To put it bluntly, the people most at risk for becoming a climate refugee are the world’s poorest populations, those who face oppression, including women, and those in conflict-affected regions. Because of racial wealth gaps and colonialism, this means people of colour are by far the most affected globally.
3 out of 4 people in poverty globally rely on agriculture to survive, something which is becoming increasingly hard to maintain due to rising temperatures and natural disasters. Increasingly occurring hurricanes, wildfires and droughts drive people from their homes, and jeopardise crops, livestock and water sources with drought.
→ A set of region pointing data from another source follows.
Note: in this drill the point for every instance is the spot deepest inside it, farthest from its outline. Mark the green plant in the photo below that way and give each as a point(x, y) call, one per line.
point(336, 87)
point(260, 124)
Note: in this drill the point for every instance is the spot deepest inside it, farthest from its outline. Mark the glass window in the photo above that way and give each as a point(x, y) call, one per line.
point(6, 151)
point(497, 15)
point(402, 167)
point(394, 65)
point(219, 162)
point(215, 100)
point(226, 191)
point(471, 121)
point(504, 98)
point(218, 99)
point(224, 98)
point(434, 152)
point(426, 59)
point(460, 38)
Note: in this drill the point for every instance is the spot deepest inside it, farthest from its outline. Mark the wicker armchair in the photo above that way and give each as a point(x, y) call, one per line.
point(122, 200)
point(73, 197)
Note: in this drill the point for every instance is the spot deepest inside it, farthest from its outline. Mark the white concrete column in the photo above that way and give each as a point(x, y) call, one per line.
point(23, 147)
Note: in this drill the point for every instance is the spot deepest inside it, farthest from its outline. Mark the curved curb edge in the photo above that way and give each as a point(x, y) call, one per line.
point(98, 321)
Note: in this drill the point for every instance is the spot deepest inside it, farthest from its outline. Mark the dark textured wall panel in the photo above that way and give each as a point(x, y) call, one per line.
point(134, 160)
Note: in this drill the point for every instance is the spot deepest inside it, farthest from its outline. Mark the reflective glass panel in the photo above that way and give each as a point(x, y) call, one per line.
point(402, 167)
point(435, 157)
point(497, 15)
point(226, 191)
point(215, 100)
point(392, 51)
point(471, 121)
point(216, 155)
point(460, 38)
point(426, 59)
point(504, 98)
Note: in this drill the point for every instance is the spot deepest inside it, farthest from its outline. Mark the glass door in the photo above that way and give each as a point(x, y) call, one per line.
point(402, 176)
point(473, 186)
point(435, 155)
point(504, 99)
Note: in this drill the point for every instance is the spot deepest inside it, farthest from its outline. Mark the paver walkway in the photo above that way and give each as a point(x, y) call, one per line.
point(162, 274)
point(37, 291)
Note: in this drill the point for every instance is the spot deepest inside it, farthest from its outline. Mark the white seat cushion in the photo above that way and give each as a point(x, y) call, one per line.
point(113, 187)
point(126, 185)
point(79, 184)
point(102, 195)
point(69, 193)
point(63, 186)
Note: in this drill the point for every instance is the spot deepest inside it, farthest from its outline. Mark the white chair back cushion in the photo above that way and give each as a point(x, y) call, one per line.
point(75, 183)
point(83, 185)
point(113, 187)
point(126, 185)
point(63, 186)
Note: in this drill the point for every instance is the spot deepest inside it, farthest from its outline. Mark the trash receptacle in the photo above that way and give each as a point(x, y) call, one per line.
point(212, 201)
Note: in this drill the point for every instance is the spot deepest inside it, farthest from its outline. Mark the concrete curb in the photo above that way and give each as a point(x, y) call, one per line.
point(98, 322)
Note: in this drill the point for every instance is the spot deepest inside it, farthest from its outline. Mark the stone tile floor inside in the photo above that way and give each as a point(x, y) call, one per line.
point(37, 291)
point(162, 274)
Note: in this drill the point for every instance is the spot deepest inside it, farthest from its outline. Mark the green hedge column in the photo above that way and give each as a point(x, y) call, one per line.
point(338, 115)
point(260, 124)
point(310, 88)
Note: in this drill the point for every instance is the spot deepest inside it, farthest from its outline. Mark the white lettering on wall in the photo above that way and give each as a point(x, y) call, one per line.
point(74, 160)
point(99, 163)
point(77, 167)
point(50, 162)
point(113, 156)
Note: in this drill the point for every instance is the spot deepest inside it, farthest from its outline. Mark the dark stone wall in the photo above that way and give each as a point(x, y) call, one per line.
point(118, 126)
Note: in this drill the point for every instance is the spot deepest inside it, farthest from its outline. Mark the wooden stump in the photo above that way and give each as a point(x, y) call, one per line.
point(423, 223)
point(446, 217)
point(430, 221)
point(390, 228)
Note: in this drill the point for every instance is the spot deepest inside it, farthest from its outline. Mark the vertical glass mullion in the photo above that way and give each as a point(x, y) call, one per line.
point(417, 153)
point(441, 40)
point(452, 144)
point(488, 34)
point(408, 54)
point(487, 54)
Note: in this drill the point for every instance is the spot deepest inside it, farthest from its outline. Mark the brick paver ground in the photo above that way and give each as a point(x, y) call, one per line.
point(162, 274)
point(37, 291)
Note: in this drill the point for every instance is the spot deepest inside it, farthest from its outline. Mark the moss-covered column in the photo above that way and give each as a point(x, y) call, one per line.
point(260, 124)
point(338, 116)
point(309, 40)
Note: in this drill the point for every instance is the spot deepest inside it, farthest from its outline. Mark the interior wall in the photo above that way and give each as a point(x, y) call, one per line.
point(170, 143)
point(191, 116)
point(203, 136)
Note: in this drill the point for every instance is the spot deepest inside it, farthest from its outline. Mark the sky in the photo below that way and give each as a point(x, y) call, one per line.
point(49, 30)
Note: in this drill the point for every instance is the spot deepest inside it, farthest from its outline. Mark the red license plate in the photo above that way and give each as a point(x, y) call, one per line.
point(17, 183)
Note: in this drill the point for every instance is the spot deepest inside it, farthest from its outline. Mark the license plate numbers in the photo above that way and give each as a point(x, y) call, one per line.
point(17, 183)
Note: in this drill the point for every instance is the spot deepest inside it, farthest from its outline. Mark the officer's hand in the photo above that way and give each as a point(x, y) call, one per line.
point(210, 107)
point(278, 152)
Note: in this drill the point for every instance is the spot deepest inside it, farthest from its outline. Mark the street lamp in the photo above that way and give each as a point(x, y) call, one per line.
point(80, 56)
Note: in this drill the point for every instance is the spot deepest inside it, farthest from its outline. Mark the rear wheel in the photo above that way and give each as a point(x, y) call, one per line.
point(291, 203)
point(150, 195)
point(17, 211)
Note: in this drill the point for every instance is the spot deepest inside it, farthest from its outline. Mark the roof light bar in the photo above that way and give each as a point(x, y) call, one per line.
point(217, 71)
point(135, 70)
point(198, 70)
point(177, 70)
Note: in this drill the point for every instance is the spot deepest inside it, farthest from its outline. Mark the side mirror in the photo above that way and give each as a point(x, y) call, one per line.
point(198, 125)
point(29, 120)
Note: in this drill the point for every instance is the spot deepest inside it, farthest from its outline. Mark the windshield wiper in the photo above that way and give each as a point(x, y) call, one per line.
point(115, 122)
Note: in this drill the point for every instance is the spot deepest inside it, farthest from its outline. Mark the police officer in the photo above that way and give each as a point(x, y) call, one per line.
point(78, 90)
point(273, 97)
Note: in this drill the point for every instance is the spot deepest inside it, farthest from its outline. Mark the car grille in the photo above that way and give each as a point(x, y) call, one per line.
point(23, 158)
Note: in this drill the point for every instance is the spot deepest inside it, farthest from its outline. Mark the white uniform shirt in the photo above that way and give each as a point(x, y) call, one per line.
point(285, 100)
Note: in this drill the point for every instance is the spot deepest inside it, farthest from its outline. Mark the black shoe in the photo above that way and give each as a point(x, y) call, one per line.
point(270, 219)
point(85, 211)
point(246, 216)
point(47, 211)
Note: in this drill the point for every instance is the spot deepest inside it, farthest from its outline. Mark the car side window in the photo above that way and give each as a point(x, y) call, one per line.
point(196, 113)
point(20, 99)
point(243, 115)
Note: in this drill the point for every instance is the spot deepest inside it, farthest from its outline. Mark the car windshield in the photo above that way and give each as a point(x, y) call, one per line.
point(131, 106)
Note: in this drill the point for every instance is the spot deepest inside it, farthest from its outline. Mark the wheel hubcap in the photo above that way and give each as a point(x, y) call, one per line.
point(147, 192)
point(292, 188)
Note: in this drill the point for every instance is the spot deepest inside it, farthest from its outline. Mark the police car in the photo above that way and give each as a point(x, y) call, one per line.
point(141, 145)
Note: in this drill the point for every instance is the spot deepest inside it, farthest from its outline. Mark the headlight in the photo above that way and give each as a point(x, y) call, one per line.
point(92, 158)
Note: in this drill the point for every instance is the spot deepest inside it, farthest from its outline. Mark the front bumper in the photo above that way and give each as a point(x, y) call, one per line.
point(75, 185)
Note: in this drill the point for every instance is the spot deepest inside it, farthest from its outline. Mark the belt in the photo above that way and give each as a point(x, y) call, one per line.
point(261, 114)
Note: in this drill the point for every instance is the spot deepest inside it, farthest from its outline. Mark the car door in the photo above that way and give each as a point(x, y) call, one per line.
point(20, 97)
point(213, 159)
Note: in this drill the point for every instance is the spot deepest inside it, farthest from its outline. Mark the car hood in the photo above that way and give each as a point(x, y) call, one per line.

Countries like Haiti and Timor-Leste, which are considered amongst the world’s poorest, are geographically placed alongside earthquake fault lines and surrounded by water, making them not only vulnerable, but also without the financial resources to cope.
In Niger, the ‘hunger gap’ is the dry season in between when food stores have been consumed and the next harvest is ready; climate change has increased this period, meaning families must go without food for longer.
And this trickles down to create further inequalities within communities; Angela Baschieri, population dynamics policy adviser for UNFPA, says global warming disproportionately affects women: “The reality is that when intense rains fall more frequently causing floods, or spells of drought last several years causing food insecurity, or landslides, hurricanes or cyclones hit threatening lives, livelihoods and natural resources, those with the fewest resources are most susceptible to the negative effects – particularly women, the majority of the world’s poor.”
Women still have unequal access to finances, land ownership education and reproductive healthcare globally. This means they’re more susceptible to gender-based violence; as climate change limits access to food and access, women have to walk farther distances, making them more vulnerable.
Suffering begets suffering, and it’s a global pattern; the United Nations Population Fund (UNFPA) also found that sex trafficking spiked in Asia-Pacific after cyclones and typhoons, and domestic violence rose during droughts in East Africa and tropical storms in Latin America. Domestic violence, sexual abuse and FGM also grew during long droughts in Uganda.